After being caught at a very young age off the coast of Russia and spending years in a Chinese aquarium, whales will get used to the freedom of an 8-acre sanctuary in Klettsvik Bay in Iceland.
“It was the journey for these two,” Audrey Padgett, general manager of the Beluga Whale Sanctuary, told CNN in a video call to the Beluga. “It has not been easy, but it has definitely been a love affair.”
In 2011, Little Gray and Little White were moved from a Russian research facility to the Changfeng Ocean World Aquarium in Shanghai. A year later, the aquarium was bought by Merlin Entertainments, a company that opposed keeping whales and dolphins in captivity.
And so the idea was born to take the whales back to the sea.
The new Beluga home, run by the Sea Life Trust charity, is a “larger, more natural environment”; with many potential benefits, Padgett said.
More than 300 Belugas are in captivity around the world, she told CNN.
“Some Belugas are in deficient and inadequate conditions,” she added. “And if what we can learn here from White White and Little Gray can help improve well-being for other animals … that’s really the issue.”
Although Padgett was not involved in whale transportation logistics from China, she stressed that moving the two belugas was not an easy task.
They each weigh a little over a ton and consume about 110 pounds of fish a day between them.
The operation involved specially designed equipment, veterinarians and plenty of water and ice to keep them saturated, Padgett said.
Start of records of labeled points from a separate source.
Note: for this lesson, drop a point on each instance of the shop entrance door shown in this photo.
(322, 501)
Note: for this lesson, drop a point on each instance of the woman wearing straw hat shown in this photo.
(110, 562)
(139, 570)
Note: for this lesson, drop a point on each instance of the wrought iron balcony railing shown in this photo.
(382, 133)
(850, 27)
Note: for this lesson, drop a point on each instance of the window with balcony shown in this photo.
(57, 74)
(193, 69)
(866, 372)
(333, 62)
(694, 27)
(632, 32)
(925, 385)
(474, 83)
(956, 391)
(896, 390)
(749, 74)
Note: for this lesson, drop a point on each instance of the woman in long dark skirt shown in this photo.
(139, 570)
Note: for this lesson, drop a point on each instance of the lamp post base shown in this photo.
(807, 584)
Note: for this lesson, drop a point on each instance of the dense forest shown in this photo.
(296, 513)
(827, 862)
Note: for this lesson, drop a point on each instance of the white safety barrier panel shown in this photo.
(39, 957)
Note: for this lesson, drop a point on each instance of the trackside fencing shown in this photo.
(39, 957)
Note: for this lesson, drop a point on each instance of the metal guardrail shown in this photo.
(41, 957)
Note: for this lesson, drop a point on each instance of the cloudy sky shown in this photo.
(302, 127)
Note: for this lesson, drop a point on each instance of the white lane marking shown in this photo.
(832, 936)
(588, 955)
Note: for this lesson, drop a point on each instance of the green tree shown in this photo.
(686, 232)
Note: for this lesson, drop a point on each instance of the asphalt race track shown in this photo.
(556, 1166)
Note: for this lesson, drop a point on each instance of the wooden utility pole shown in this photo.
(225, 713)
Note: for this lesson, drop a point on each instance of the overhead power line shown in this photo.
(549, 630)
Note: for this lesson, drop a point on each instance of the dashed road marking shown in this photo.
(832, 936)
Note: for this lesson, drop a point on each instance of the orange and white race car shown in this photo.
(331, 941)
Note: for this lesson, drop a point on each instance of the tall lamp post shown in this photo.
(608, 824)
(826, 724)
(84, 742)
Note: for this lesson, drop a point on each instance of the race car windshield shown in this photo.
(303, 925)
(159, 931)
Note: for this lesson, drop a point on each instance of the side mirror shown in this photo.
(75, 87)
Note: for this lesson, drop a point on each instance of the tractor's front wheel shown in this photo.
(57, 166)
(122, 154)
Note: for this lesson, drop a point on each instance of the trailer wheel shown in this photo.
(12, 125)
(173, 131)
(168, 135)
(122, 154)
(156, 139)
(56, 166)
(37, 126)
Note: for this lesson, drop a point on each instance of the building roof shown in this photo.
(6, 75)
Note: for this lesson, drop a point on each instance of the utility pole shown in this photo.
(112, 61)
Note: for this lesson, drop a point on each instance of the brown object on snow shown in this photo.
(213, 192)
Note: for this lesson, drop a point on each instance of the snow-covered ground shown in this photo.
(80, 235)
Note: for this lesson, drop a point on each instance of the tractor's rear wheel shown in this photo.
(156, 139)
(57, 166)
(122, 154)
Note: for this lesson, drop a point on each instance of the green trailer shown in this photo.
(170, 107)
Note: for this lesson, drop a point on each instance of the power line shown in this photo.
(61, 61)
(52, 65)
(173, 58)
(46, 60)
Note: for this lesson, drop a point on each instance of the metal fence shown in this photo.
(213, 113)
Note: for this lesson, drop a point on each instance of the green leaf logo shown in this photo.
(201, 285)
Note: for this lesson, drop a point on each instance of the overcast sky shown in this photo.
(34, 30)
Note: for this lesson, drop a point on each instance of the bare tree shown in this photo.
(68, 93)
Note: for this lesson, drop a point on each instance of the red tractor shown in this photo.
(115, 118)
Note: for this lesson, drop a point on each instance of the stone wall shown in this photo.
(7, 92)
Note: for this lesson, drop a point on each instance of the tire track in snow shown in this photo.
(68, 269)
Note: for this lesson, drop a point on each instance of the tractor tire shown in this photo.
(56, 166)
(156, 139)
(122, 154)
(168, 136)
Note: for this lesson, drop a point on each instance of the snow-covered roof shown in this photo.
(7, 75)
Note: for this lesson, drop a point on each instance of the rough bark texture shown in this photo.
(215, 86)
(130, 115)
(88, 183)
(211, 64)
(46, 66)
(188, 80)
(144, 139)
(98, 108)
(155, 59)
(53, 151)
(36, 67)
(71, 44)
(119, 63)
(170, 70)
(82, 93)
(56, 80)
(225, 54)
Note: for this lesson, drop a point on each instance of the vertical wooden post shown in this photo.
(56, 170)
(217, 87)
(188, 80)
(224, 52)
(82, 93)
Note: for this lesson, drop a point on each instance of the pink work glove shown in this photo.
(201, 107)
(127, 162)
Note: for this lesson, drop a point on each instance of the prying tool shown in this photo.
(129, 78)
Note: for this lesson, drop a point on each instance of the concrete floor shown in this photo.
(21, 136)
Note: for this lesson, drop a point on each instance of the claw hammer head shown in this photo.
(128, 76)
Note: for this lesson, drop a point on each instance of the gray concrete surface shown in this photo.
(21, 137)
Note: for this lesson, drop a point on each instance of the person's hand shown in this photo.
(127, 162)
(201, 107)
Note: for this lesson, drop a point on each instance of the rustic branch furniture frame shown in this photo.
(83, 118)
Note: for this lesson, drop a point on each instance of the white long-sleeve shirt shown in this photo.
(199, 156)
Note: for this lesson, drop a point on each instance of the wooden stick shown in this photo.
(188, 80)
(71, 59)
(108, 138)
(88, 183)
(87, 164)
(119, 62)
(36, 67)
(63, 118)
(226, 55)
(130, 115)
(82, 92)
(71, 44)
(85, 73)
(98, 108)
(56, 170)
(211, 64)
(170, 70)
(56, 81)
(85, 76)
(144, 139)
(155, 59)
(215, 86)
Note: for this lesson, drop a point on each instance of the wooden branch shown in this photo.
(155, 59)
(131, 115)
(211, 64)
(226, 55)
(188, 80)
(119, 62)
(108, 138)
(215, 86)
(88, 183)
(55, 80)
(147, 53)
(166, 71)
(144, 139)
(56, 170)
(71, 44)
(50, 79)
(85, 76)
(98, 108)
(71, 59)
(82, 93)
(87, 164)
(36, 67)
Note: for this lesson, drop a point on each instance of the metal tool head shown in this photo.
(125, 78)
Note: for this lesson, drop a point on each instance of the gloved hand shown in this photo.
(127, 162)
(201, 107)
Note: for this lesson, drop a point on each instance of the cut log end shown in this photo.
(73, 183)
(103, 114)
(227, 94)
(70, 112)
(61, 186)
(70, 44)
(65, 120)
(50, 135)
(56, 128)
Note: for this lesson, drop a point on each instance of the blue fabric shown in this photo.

The Belugas had hit “extenders” or slings to move them to the ground, and the team did “practical runs” to teach them to move through trucks, lorries and cranes, according to Padgett.
“If you are trying to get your cat or your dog somewhere, you want them to have a positive connection to the trip … We had to make the Beluga as comfortable as possible,” Padgett continued.
Upon their arrival in Iceland, the whales were kept in a care facility with a quarantine pool for several months, to allow them to adapt to the colder Icelandic environment.
And though the last part of the journey from the facility to the sanctuary was a shorter one, the Covid-19 pandemic complicated it considerably.
“We are already in a fairly remote location here in Iceland. This affected our ability to get experts here to help us on the move. This affected our ability to get supplies and just the length of time it took to done things, “Padgett told CNN.
“We also need to protect our staff and quarantine them because we need our people to take care of our animals.”
The odyssey of Little Gray and Little White does not end at all. They are currently in an “acclimatization space” inside the sanctuary this will allow them to fit safely into their new home.
Padgett says, however, that they will have free sanctuary rule every day now.
Little Gray and Little White will be appreciated around the clock after learning to return to the oceanic environment.
And while whales gain more space to explore and new species of seaweed, kelp and fish to enjoy, the whole operation also helps people better understand Belugas, Padgett explains.
“It’s a kind of finish line for these two,” she said, “but it’s a new chapter for belugas all over the world.”